I'd been playing a lot of golf in the summers on Cape Cod since the mid-seventies, and I was feeling a little guilty about this. Summer was writing time, and I was wasting my time on the links. Golf is a sport that requires a number of skills, none of which I had mastered, but even more than with most sports these skills seem untranslatable, of no use at all in the “real” world.
If they could have translated, let's say into yardwork, house repair, or even writing, the time wasted playing the sport might have been of some significant use, and I wouldn't have felt guilty. Of course I could write about golf, about the possible translation of those skills, and about guilt, and that's what I did.
Seaview
is a real place (though with another name), a golf
course near my house, and many of the characters in parts two and three of this novel are real people, though with names traded and changed. The book becomes in part a
roman á clef
on that golf course, a sweet one I hope. I'm heartened by the fact that even 25 years later fellow players come up to me insisting that they cannot be so-and-so in that book. They're much better players than that!
And the guilt? It seemed enough to be writing about time wasted, to somehow redeem that time by turning it into something of value, a novel, any story, something to be shared with others for their pleasure.
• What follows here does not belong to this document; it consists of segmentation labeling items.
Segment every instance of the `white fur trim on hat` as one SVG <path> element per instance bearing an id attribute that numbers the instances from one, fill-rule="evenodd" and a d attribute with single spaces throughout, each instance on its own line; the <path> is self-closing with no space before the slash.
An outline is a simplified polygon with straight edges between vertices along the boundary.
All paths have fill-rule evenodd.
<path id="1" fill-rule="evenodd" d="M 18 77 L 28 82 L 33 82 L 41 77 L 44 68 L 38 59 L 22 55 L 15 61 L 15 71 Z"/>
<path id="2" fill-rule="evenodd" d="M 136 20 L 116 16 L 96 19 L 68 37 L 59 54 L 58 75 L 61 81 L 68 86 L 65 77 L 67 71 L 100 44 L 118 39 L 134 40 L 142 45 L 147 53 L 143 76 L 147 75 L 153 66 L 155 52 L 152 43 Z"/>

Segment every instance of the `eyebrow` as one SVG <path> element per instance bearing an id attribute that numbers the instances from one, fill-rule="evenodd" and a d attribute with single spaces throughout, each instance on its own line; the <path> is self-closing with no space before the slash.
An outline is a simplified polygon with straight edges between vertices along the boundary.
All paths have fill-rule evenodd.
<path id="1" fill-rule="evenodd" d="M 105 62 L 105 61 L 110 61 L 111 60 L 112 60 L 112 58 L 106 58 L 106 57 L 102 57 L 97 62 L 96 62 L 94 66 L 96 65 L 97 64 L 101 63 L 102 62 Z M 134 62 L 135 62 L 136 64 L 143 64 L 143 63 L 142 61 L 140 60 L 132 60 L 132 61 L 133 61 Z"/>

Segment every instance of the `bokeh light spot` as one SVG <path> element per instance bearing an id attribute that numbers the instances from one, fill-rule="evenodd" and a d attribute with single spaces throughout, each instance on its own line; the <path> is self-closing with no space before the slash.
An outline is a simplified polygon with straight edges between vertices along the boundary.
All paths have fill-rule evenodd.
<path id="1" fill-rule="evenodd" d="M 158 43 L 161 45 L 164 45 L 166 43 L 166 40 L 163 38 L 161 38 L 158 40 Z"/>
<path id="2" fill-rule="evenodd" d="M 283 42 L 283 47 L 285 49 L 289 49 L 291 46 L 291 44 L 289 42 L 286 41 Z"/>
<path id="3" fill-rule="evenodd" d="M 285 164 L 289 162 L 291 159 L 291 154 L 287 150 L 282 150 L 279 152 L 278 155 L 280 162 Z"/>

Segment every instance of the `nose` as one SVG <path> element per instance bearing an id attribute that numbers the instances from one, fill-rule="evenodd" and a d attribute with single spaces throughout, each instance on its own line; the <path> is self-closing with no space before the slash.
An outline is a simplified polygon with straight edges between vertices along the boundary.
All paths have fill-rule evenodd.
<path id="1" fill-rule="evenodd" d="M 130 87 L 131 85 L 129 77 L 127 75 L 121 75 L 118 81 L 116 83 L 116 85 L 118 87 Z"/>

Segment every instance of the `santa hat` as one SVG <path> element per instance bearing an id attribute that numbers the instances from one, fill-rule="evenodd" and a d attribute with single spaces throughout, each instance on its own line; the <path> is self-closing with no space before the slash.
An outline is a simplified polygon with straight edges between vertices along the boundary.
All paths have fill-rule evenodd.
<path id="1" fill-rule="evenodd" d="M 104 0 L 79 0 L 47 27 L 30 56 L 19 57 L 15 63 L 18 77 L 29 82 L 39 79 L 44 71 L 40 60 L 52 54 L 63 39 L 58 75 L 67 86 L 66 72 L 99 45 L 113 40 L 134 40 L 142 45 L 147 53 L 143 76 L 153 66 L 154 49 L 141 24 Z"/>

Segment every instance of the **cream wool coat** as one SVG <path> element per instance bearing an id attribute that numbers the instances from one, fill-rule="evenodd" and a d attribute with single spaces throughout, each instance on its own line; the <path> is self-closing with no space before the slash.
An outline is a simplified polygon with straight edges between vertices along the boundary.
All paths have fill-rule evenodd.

There isn't much pleasure in cancer, of course, though there is plenty of waste, and at the center of this book is the relationship between Melinda and Allen, she close to an ending, he trying to find ways to come to terms with her imminent death. It wasn't the psychological difficulties that I was interested in here so much as the ways these difficulties were displayed in thought, behavior and communication. What did the relationship between these two look like, not what did it mean. From the beginning, I've felt that I don't want to know my characters any better than I know people in my own life, which isn't very well at all. I haven't wanted to look too deeply into characters' minds, have imagined thought as just below the surface of talk, not something of deeper significance, just another surface. For me this leads to the kind of realism I'm after. The way people behave and the way they think is endlessly fascinating, and I don't want to intrude on that, to presume to understand it. I just want to describe and present it as best I can.